Have combustible cigarettes met their match? The nicotine delivery profiles and harmful constituent exposures of second-generation and third-generation electronic cigarette users.

Author information

1
Department of Pediatrics, University of Oklahoma Health Sciences Center, Oklahoma City, Oklahoma, USA.
2
Oklahoma Tobacco Research Center, University of Oklahoma Health Sciences Center, Oklahoma City, Oklahoma, USA.
3
Department of Occupational and Environmental Health, University of Oklahoma Health Sciences Center, Oklahoma City, Oklahoma, USA.
4
Division of Environmental Health Sciences, University of Minnesota, Minneapolis, Minnesota, USA.
5
Department of Psychiatry, University of Minnesota, Minneapolis, Minnesota, USA.
6
Department of Psychology, Oklahoma State University, Stillwater, Oklahoma, USA.
7
Department of Otorhinolaryngology, University of Oklahoma Health Sciences Center, Oklahoma City, Oklahoma, USA.

Abstract

INTRODUCTION:

Electronic cigarettes' (e-cigarettes) viability as a public health strategy to end smoking will likely be determined by their ability to mimic the pharmacokinetic profile of a cigarette while also exposing users to significantly lower levels of harmful/potentially harmful constituents (HPHCs). The present study examined the nicotine delivery profile of third- (G3) versus second-generation (G2) e-cigarette devices and their users' exposure to nicotine and select HPHCs compared with cigarette smokers.

METHODS:

30 participants (10 smokers, 9 G2 and 11 G3 users) completed baseline questionnaires and provided exhaled carbon monoxide (eCO), saliva and urine samples.
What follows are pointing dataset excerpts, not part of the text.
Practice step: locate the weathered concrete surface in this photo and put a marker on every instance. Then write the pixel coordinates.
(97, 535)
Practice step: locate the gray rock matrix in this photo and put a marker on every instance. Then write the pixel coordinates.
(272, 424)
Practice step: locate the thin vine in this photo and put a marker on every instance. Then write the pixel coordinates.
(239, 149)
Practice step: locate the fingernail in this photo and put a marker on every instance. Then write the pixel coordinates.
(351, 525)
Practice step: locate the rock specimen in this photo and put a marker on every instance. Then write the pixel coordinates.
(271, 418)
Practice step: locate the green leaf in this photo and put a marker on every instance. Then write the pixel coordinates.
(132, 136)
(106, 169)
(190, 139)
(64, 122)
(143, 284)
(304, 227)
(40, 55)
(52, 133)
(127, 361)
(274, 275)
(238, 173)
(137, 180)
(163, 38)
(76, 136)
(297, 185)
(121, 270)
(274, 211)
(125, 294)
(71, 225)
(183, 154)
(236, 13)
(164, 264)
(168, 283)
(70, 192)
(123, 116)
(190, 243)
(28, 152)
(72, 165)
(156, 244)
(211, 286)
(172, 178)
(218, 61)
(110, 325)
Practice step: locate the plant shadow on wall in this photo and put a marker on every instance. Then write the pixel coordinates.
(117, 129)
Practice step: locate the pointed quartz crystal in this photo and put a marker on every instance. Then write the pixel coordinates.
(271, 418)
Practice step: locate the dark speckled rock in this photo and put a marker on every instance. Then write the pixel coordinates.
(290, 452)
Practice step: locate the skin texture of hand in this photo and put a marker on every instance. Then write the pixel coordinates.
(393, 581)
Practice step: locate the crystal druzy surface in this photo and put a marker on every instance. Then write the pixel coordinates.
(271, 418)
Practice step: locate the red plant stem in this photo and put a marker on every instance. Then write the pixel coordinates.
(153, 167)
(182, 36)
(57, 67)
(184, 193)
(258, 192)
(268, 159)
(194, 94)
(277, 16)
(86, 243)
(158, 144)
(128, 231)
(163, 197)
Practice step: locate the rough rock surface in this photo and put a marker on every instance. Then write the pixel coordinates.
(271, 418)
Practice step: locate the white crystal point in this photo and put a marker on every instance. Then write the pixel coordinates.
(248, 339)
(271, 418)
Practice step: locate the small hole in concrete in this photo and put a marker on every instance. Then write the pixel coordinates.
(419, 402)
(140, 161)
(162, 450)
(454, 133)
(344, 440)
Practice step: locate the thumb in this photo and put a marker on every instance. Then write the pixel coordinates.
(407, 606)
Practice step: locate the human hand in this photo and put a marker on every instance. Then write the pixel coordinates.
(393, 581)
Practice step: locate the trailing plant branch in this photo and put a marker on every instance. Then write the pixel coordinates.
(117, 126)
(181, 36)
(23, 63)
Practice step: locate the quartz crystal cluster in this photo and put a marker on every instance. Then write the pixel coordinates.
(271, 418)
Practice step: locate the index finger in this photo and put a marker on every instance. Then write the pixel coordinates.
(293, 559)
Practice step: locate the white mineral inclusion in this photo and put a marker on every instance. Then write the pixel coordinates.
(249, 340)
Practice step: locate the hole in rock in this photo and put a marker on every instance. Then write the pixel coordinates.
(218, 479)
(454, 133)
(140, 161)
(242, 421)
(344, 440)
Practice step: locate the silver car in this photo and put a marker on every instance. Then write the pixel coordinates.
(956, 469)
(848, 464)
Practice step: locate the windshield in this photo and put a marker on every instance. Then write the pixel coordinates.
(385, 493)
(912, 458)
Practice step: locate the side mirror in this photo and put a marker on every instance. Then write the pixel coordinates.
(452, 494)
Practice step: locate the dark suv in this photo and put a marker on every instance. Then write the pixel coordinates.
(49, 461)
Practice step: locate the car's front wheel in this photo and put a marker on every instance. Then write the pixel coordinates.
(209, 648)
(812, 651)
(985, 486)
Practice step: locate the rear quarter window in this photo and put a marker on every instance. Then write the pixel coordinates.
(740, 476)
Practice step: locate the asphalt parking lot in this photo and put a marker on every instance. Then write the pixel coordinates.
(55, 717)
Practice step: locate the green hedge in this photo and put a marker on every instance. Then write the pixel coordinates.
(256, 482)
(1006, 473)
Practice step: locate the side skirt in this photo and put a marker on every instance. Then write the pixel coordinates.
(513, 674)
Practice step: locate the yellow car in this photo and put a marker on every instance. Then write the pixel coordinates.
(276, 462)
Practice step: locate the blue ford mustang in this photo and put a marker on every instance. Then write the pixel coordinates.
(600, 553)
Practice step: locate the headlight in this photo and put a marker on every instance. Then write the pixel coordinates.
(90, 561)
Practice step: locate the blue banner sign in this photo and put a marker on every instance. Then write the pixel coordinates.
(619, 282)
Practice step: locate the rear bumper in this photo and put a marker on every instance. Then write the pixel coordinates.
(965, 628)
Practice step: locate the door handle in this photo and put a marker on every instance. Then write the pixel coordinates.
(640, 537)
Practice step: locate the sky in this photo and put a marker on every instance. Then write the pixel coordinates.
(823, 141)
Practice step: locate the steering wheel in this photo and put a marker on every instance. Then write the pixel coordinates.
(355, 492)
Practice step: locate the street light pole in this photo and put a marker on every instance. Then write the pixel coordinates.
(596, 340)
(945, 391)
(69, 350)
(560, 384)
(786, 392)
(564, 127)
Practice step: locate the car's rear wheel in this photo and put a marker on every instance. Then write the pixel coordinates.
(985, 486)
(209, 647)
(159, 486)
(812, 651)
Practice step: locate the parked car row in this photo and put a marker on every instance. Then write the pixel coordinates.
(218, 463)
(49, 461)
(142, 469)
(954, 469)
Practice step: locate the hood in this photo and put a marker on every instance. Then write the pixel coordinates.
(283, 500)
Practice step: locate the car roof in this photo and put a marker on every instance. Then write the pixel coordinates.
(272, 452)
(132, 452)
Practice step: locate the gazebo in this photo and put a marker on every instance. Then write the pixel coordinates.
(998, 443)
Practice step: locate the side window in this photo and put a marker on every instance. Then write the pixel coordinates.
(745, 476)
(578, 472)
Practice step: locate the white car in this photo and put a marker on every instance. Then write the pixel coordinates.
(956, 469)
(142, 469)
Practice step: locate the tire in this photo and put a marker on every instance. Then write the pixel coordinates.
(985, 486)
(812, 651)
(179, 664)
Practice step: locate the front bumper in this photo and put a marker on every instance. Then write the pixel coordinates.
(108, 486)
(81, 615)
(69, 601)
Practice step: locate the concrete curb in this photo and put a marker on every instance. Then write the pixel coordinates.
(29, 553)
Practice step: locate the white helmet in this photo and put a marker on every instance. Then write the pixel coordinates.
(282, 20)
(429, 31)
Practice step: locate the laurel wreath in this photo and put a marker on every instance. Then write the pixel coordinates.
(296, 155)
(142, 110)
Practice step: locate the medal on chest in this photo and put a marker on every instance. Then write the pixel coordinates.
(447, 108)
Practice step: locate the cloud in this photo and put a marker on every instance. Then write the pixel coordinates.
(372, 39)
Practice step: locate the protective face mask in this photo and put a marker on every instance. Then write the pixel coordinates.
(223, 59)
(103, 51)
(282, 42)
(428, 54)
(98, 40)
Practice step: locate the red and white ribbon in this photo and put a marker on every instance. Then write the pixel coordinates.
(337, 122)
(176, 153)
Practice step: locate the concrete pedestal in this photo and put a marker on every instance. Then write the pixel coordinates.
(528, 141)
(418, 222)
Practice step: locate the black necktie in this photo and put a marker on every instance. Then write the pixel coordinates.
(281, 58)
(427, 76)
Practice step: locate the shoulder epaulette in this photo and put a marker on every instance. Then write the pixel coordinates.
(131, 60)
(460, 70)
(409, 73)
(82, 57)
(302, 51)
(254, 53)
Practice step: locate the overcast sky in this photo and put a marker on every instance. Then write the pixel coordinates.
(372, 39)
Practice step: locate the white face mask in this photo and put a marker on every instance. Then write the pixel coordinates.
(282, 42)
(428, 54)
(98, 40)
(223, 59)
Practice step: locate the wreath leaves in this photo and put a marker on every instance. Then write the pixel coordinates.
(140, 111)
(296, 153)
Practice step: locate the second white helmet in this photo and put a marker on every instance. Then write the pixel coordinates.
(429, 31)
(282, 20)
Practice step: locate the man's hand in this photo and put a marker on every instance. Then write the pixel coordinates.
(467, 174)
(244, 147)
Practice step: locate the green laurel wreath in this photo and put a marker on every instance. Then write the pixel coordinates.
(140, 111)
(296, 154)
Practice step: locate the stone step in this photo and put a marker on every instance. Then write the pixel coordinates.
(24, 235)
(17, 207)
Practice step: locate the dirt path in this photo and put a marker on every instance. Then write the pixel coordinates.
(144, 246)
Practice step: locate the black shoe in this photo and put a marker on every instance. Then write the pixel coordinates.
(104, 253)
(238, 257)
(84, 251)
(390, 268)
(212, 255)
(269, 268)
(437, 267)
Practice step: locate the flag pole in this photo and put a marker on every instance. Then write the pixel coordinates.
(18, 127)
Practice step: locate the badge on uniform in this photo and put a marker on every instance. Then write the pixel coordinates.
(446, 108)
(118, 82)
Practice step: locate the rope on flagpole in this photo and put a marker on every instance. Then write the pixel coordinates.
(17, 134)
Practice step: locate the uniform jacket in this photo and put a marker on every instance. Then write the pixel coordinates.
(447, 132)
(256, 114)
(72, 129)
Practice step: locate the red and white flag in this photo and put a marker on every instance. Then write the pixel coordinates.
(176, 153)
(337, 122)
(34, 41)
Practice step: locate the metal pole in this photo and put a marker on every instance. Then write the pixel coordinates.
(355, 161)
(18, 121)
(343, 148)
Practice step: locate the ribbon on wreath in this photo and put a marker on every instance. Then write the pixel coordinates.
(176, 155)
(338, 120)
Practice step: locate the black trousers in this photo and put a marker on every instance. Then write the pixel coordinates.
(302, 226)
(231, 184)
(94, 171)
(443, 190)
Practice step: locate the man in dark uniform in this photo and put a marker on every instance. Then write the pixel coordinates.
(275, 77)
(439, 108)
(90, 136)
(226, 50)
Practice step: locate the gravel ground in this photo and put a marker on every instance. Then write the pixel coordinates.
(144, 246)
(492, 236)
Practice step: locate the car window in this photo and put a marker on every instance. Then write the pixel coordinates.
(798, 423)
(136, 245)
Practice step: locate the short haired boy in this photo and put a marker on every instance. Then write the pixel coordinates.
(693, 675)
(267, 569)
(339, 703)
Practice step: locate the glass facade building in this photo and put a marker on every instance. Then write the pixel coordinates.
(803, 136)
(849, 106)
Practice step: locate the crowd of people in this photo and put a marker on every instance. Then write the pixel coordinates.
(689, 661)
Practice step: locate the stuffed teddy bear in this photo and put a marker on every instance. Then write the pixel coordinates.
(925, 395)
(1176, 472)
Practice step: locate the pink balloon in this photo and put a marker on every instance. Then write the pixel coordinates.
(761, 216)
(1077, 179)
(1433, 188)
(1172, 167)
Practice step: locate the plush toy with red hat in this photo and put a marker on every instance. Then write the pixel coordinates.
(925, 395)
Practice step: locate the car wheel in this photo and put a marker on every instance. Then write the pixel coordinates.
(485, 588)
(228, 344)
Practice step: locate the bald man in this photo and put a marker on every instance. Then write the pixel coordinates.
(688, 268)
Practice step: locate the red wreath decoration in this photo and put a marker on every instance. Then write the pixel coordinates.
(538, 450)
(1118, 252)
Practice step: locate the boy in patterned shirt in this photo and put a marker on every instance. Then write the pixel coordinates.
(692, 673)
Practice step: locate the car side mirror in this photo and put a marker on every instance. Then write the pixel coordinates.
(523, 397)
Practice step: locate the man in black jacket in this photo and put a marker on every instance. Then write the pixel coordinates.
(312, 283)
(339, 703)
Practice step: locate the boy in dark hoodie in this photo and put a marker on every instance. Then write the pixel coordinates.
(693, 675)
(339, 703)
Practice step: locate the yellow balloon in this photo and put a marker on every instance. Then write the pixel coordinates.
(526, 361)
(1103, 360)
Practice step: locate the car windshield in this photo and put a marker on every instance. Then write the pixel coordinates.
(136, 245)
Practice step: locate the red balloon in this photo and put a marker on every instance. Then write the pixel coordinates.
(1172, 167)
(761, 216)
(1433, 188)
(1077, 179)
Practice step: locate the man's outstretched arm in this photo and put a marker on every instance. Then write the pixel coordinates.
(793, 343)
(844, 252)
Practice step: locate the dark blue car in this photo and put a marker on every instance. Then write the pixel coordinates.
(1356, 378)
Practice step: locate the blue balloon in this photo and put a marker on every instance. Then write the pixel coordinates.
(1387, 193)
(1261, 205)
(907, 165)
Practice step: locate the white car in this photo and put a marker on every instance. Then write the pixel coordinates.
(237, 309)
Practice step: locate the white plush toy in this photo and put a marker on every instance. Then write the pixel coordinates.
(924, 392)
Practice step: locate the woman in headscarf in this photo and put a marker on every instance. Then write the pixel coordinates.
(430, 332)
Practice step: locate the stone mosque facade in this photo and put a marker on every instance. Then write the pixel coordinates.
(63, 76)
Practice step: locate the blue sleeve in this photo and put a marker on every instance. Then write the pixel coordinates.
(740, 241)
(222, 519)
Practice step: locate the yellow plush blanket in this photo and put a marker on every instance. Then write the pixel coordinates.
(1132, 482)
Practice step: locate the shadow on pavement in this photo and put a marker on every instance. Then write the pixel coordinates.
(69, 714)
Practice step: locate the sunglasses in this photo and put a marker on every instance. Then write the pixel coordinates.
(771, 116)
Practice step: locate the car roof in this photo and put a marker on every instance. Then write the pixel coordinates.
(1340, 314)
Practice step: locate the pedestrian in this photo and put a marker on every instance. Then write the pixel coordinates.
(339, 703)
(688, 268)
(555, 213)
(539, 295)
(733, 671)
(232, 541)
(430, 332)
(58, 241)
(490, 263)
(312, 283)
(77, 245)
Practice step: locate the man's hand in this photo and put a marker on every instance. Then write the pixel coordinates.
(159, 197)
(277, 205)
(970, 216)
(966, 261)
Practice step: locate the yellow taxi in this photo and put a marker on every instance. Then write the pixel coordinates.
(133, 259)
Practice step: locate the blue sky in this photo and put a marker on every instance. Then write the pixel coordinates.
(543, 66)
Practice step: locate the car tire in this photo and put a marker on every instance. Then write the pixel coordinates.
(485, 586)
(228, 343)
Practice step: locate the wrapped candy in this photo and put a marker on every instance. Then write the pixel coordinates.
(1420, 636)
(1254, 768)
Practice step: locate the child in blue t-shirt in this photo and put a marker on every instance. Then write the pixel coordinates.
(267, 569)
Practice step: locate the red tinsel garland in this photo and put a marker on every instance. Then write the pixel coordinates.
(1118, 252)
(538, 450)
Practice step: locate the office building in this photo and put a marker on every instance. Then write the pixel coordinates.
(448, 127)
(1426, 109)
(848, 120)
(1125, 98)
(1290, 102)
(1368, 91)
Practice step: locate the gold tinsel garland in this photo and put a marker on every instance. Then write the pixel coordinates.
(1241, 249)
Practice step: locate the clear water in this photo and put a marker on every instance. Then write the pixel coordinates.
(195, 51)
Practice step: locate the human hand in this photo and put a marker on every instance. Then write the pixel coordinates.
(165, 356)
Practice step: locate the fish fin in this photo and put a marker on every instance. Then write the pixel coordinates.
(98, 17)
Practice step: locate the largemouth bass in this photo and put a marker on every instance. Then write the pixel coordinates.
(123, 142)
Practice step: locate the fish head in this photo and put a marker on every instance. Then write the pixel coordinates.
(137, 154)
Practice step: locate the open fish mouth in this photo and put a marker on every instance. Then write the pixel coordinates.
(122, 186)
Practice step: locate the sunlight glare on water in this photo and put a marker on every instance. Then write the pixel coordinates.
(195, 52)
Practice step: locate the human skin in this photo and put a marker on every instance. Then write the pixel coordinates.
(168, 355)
Following a 12-hour nicotine abstinence, G2 and G3 users completed a 2-hour vaping session (ie, 5 min, 10-puff bout followed by ad libitum puffing for 115 min). Blood samples, subjective effects, device characteristics and e-liquid consumption were assessed.

RESULTS:

Smokers, G2 and G3 users had similar baseline levels of cotinine, but smokers had 4 and 7 times higher levels of eCO (p<0.0001) and total 4-(Methylnitrosamino)-1-(3-pyridyl)-1-butanol (i.e., NNAL, p<0.01), respectively, than G2 or G3 users. Compared with G2s, G3 devices delivered significantly higher power to the atomiser, but G3 users vaped e-cigarette liquids with significantly lower nicotine concentrations. During the vaping session, G3 users achieved significantly higher plasma nicotine concentrations than G2 users following the first 10 puffs (17.5 vs 7.3 ng/mL, respectively) and at 25 and 40 min of ad libitum use. G3 users consumed significantly more e-liquid than G2 users. Vaping urges/withdrawal were reduced following 10 puffs, with no significant differences between device groups.

DISCUSSION:

Under normal use conditions, both G2 and G3 devices deliver cigarette-like amounts of nicotine, but G3 devices matched the amount and speed of nicotine delivery of a conventional cigarette. Compared with cigarettes, G2 and G3 e-cigarettes resulted in significantly lower levels of exposure to a potent lung carcinogen and cardiovascular toxicant. These findings have significant implications for understanding the addiction potential of these devices and their viability/suitability as aids to smoking cessation.

KEYWORDS:

Carcinogens; Electronic nicotine delivery devices; Harm Reduction; Nicotine; Toxicology

[Indexed for MEDLINE]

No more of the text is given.